My Name is not Nǐ Hǎo
Loneliness comes when I feel I can not involve in society deeply. As an Asian, a social minority here, my other Asian friends and I sometimes experience racist and offensive situations in which we feel not accepted as social members of society. With this project, I address this type of racial discrimination in the Netherlands. I named this phenomenon social bullying. In my project My Name is not Nǐ Hǎo, I share my personal encounters with this phenomenon, those of other Asian people living here and offer a survival kit for this ridiculous type of harassment still present in society nowadays.

BA Photography, 3rd year

In Wafts
Loneliness is being detached and disconnected. Loneliness feels helpless. And loneliness is uncomfortable. In my research, I focused primarily on how an audible expression of these phenomena could sound like. What would the inner sound of a lonely person be like? In my work spherical sounds, deep growl and a subtle rhythm that could evoke a heart beating get supported by rather abstract moving images that show a distant bright material wafting in a pitch-black gloom.

BA Interior Architecture and Furniture Design, 2nd year

Personal Distance
As a former student in Biomedical Sciences, I analysed the subject Loneliness and the City from a biological perspective. I looked at the theory of personal space and how you sense and maintain this specific distance to others. Touch, smell, hearing and vision all play a role, but their influence is experienced at different distances. With my various personal spaces, inspired by different locations in everyday life, I want to make people aware of the phenomenon of personal space and the way you sense it.

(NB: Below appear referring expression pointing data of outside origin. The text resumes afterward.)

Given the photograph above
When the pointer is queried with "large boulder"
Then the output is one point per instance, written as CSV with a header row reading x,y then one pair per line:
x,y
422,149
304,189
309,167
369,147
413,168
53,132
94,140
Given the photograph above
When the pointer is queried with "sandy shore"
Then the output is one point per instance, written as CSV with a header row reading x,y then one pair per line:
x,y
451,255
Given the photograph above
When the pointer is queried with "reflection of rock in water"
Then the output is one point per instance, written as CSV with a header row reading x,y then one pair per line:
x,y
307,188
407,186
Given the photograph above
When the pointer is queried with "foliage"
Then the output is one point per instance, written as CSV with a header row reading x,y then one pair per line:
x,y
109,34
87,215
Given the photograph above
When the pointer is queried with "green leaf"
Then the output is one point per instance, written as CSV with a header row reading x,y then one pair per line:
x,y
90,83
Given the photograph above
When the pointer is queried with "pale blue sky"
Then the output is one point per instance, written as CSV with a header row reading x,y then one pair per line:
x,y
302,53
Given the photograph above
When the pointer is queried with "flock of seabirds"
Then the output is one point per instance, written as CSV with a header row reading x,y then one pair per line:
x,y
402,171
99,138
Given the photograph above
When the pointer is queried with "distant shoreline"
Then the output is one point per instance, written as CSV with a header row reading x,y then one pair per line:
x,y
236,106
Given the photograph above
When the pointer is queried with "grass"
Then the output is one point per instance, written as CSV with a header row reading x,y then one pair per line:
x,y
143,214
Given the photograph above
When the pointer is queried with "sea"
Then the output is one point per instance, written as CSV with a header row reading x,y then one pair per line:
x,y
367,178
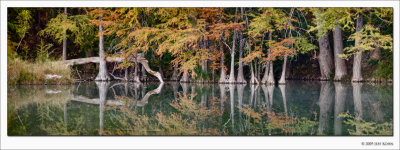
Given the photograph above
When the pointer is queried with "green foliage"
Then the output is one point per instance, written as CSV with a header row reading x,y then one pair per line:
x,y
370,38
24,72
384,69
327,18
302,45
43,52
24,20
57,27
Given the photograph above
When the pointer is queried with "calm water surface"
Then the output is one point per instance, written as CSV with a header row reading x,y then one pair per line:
x,y
114,108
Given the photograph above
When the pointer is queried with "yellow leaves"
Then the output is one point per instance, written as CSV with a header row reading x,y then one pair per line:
x,y
252,55
369,38
252,114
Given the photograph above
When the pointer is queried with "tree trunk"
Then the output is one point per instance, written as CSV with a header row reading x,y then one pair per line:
x,y
271,79
283,76
175,74
253,79
126,77
65,38
283,91
325,54
240,77
232,102
258,72
135,74
103,88
271,89
357,77
232,71
265,77
144,62
103,73
340,100
222,78
161,72
340,64
376,53
185,76
144,75
325,106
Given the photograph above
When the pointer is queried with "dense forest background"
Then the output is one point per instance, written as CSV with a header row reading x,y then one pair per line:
x,y
226,45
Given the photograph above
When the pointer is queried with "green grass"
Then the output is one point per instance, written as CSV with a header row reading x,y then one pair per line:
x,y
24,72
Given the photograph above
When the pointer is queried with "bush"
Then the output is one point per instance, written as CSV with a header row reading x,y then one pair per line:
x,y
24,72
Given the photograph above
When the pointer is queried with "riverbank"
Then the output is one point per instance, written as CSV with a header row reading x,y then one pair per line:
x,y
45,72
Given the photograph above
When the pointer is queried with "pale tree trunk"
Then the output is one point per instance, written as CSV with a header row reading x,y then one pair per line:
x,y
103,73
340,100
259,72
65,38
271,79
357,99
283,91
232,98
126,77
325,54
185,76
357,104
185,88
283,75
357,77
376,53
325,106
175,74
265,77
103,88
222,78
240,88
240,77
252,90
253,79
161,72
144,75
340,64
135,74
265,90
270,96
232,71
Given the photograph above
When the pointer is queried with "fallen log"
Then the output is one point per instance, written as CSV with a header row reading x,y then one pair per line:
x,y
140,59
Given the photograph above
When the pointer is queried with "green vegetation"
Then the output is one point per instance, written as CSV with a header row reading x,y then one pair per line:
x,y
362,127
200,44
46,72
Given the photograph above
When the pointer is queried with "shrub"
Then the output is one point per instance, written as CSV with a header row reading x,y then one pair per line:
x,y
24,72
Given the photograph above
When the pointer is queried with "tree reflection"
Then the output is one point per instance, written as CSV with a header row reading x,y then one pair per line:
x,y
325,106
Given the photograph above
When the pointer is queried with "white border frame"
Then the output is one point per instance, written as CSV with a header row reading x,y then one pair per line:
x,y
207,142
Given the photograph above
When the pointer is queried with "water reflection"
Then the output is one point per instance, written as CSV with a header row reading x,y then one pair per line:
x,y
108,108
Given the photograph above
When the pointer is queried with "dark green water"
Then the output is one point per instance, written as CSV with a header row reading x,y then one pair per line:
x,y
297,108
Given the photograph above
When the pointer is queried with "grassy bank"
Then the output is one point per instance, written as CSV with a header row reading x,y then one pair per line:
x,y
42,72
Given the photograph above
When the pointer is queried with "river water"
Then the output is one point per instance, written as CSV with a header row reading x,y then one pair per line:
x,y
299,108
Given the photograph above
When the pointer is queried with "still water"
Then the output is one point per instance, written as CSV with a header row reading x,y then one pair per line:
x,y
299,108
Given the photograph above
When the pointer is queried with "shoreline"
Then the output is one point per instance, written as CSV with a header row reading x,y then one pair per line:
x,y
383,81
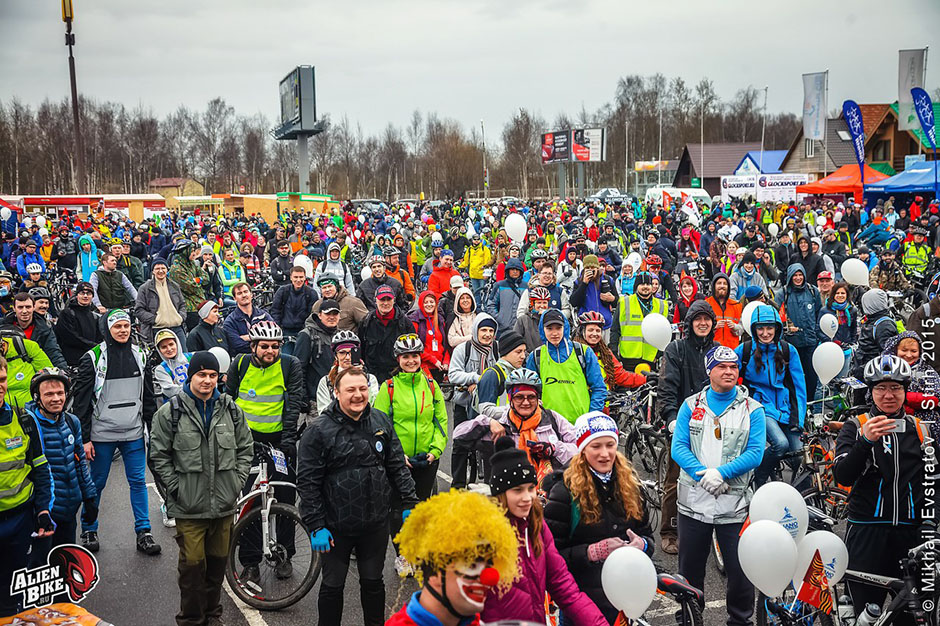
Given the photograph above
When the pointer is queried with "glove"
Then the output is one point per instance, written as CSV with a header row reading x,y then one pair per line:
x,y
598,552
711,481
321,541
541,450
89,511
44,522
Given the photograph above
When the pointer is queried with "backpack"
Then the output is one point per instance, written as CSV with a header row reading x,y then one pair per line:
x,y
391,403
784,347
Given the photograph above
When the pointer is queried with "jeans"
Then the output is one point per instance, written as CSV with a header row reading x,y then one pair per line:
x,y
695,542
134,456
780,440
370,559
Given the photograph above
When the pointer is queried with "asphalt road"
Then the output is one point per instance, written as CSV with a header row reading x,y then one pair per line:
x,y
135,589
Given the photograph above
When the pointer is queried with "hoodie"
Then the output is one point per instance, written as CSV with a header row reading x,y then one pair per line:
x,y
568,387
765,384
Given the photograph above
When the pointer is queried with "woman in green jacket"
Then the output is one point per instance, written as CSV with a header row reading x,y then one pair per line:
x,y
415,404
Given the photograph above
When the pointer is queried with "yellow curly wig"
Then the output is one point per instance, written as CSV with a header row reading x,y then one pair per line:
x,y
460,526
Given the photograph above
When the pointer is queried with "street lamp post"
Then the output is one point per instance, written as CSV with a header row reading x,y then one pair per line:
x,y
67,16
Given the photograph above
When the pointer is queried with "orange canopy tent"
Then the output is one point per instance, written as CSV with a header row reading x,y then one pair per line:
x,y
846,179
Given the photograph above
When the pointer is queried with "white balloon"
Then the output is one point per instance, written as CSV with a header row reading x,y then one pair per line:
x,y
832,551
781,503
223,358
767,554
629,581
828,359
747,314
855,272
515,227
657,331
829,325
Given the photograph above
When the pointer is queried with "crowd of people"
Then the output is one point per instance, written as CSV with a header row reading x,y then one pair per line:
x,y
344,331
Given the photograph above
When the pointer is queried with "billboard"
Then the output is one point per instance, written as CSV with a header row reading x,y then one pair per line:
x,y
588,145
555,146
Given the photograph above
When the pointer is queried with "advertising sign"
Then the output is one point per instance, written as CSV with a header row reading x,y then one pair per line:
x,y
555,146
588,144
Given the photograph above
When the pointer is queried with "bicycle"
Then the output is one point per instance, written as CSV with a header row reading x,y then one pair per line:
x,y
275,531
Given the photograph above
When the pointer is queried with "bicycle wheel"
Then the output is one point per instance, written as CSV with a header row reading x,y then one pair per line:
x,y
288,542
787,611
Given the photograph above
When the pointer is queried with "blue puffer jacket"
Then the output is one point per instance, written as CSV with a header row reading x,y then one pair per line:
x,y
71,477
803,306
767,385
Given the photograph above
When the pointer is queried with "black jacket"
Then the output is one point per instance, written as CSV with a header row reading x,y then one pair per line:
x,y
77,331
887,481
203,337
347,471
572,545
378,341
294,403
291,307
684,364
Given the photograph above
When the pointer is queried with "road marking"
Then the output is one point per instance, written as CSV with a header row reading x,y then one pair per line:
x,y
669,606
252,615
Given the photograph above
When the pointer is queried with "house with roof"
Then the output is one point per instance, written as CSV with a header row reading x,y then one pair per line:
x,y
709,162
885,145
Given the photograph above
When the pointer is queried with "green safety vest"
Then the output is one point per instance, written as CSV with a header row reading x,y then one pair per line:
x,y
564,385
261,396
632,345
15,485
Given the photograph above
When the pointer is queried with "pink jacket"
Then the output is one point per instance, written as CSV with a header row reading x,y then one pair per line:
x,y
538,574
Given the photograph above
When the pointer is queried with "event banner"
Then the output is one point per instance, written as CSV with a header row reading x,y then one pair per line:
x,y
588,144
910,75
555,146
924,108
814,105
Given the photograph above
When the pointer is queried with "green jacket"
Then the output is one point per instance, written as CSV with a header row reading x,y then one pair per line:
x,y
204,472
419,414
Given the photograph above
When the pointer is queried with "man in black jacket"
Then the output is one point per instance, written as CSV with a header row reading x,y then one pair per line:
x,y
350,461
683,375
77,329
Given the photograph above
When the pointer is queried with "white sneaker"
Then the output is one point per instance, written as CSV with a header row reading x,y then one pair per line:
x,y
168,521
403,568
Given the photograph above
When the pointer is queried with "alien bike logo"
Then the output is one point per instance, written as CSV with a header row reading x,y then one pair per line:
x,y
70,569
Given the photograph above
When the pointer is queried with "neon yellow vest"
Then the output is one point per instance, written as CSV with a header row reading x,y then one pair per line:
x,y
15,485
261,396
632,345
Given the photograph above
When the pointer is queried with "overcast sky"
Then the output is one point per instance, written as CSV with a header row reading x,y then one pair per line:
x,y
378,60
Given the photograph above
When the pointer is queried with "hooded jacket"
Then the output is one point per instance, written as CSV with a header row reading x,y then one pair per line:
x,y
801,306
561,354
771,388
684,366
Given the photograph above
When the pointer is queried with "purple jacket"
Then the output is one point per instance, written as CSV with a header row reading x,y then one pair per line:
x,y
538,574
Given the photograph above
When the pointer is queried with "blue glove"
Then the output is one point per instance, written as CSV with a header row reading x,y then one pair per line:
x,y
321,541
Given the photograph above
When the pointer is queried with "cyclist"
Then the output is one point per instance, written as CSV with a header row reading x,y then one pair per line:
x,y
464,546
203,482
350,461
881,455
601,485
269,387
415,404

BA Graphic Design, 2nd year

Soundless Transmissions
Living in a world in which sound, sight and language are omnipresent, we often think of communication as something ordinary. But what if you don’t have the ability to hear or look or use all your senses at the same time? Communication then can almost become a burden. In my work, I want to emphasize this difficulty of speaking and show that it’s not something we should take for granted. My aim is to bring understanding, and let people experience language in a different way.

BA ArtScience, 2nd year

two iambic hearts make trochees

˘ ¯ ˘ ¯ ¯ ¯ ˘
place the piece of your heart

take notice

“a lot of problems find their origins in relationships

and that is also the place where they can be solved,

but then you have to make a connection.”

(Leonie Dijkhuizen, hypnotherapist)

how can art foster connectivity and understanding between one another?

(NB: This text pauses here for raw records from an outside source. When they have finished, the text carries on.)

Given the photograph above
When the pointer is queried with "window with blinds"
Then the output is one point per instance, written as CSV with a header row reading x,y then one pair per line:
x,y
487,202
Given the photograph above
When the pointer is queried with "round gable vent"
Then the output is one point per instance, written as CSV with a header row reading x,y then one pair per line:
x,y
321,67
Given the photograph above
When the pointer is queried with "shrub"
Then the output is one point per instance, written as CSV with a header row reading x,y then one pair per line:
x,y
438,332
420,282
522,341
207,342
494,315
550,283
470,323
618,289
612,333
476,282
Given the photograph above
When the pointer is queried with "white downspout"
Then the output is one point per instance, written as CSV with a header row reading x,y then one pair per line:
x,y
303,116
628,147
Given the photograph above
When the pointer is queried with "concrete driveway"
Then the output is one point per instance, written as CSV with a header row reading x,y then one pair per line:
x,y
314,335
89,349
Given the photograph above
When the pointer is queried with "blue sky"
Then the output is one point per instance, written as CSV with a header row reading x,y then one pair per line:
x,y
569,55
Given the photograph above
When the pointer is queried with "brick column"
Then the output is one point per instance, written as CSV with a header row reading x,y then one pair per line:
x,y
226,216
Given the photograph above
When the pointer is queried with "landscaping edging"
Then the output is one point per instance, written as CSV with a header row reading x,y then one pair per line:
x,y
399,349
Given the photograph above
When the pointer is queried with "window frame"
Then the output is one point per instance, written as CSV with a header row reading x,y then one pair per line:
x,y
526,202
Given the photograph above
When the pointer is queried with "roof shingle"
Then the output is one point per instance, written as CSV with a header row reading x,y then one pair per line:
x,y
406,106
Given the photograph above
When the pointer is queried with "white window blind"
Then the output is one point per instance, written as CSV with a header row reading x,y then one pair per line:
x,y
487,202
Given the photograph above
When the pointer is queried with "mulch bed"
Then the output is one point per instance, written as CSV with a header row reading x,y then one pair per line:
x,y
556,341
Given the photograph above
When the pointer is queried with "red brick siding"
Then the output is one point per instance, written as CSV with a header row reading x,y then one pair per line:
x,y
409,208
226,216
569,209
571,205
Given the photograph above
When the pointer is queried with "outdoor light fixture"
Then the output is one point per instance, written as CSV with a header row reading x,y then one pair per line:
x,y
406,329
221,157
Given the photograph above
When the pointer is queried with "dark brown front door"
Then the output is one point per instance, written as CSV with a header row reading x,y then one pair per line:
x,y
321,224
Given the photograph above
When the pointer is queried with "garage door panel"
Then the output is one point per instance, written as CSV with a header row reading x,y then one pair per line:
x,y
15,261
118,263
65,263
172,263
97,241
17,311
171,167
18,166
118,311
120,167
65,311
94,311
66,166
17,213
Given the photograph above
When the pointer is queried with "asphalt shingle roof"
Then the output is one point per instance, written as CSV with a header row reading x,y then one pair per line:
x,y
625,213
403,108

BA Interior Architecture and Furniture Design, 3rd year

Untitled
Loneliness as a state in which being in public does equalize socialising and being among others. Excluding yourself as a matter of choice. Avoiding any contact, lonesome feelings disappear where a stuck position makes you forget who you are.

BA Graphic Design, 3rd year

Lonely Teens
“Social media tend to reinforce the feeling of loneliness among teens”, states a famous newspaper. My project Lonely Teens shows a series of Tumblr blogs, a social media platform where teenagers can post images of what they would like their life to be. A text box is translating the negative thoughts that they have when they expect too much. The connection between text and images is easily found: react-text.

Symposium

Prior to the opening of the exhibition by Willeke Alberti on February the 14th, a symposium was held at the academy with i.e. speakers Prof. Dr. Dick Willems - Raad van Volksgezondheid en Samenleving, Eric van der Burg - wethouder Amsterdam, Arie Ouwerkerk - Organisatie Coalitie Erbij, Pauline Meurs - voorzitter RVS and Marieke Schoenmakers - director Royal Academy of Art, The Hague.